What does it mean?

“This is an umbrella term for people whose gender is different from their “assigned” sex at birth - that written on their birth certificate.” – BBC

“Denoting or relating to a person whose sense of personal identity and gender does not correspond with their birth sex.” – Oxford Dictionaries

Transgender woman is used as an adjective, as in:

  • transgender person (a person who is transgender)
  • transgender woman (a woman who is transgender)
  • transgender man (a man who is transgender)

Transgender is normally considered to be the opposite of cisgender.

There is no requirement to have hormone treatment or gender related surgeries to call yourself transgender.

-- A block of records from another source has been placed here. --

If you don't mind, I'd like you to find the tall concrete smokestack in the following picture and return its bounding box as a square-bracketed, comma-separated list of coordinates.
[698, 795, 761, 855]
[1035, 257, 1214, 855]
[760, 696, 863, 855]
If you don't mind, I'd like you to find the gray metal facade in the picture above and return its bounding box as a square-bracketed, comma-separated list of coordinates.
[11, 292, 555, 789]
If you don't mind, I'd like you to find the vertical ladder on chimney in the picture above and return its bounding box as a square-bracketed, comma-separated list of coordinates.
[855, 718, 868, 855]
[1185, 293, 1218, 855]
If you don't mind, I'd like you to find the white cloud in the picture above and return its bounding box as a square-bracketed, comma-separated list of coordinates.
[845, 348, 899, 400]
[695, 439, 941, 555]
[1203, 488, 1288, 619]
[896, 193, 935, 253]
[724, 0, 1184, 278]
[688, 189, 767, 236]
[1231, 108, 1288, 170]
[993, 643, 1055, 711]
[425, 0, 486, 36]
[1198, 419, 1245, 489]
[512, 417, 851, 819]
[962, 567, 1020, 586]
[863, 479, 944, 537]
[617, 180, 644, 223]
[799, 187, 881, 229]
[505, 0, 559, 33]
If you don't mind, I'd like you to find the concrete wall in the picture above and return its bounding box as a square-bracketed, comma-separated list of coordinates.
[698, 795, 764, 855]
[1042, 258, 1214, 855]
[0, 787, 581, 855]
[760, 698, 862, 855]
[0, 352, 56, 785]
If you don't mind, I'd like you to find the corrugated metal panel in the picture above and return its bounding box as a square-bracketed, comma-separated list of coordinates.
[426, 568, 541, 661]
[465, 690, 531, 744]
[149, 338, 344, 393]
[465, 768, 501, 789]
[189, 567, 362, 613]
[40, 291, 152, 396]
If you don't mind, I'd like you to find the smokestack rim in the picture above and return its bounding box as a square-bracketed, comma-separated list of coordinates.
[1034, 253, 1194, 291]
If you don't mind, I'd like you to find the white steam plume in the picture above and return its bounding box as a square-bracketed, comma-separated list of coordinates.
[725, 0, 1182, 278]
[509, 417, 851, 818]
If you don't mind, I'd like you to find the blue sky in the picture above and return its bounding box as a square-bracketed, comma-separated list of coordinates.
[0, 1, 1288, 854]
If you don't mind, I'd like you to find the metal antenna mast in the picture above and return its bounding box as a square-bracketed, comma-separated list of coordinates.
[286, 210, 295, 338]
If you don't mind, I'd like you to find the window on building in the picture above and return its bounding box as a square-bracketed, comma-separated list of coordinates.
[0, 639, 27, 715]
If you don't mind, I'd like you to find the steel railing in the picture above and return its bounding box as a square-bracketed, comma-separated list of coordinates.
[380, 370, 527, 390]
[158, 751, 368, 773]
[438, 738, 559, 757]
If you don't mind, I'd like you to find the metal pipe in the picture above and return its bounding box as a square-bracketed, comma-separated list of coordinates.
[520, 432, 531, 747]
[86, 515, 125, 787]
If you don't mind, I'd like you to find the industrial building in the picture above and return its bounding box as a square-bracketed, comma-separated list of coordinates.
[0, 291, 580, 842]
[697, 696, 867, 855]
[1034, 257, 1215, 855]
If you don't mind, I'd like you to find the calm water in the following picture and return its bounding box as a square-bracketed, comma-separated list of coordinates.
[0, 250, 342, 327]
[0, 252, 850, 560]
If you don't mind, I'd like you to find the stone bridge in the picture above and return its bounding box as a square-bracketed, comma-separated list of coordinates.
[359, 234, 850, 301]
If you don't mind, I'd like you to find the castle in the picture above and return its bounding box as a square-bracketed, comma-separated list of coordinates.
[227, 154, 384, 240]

Terms with similar meanings are trans* and trans.

Umbrella term

"Transgender" is a word that covers a large number of different people - it’s an umbrella term.

Words like this can:

  • help if you’re not sure what specific term describes you
  • help if how you relate to gender is fluid and changes over time
  • be more likely to be understood by the general public
  • be useful for ensuring that a wide range of different people can access resources and support

However, words like this can also:

  • hide how much people using the term actually differ
  • hide how much more discrimination some people using the term receive
  • include people in a term that they don’t like without asking them
  • include people in a term that they don't feel actually describes them

Think carefully before using this word to describe someone or a group of people - they may not wish to be described that way.

Defined by breaking norms

"Transgender" is a word that describes whether people are breaking the rules - “norms” - of how people are expected to behave or describe themselves.

Words like this can:

  • make visible that it is possible to break norms
  • help explain how people are discriminated against or targeted for breaking norms
  • help explain the privilege given to people who do not break norms

However, words like this can also:

  • imply that only certain people are allowed to break norms
  • be confusing, as almost everyone breaks at least some norms
  • be confusing, as people may not know whether they break enough norms to use the term
  • hide that some people don't just experience discrimination for breaking norms, and experience gender dysphoria too
  • result in the term being used to mean “normal person” or “abnormal person”

Think carefully before using this word to describe someone or a group of people - they may not wish to be described that way.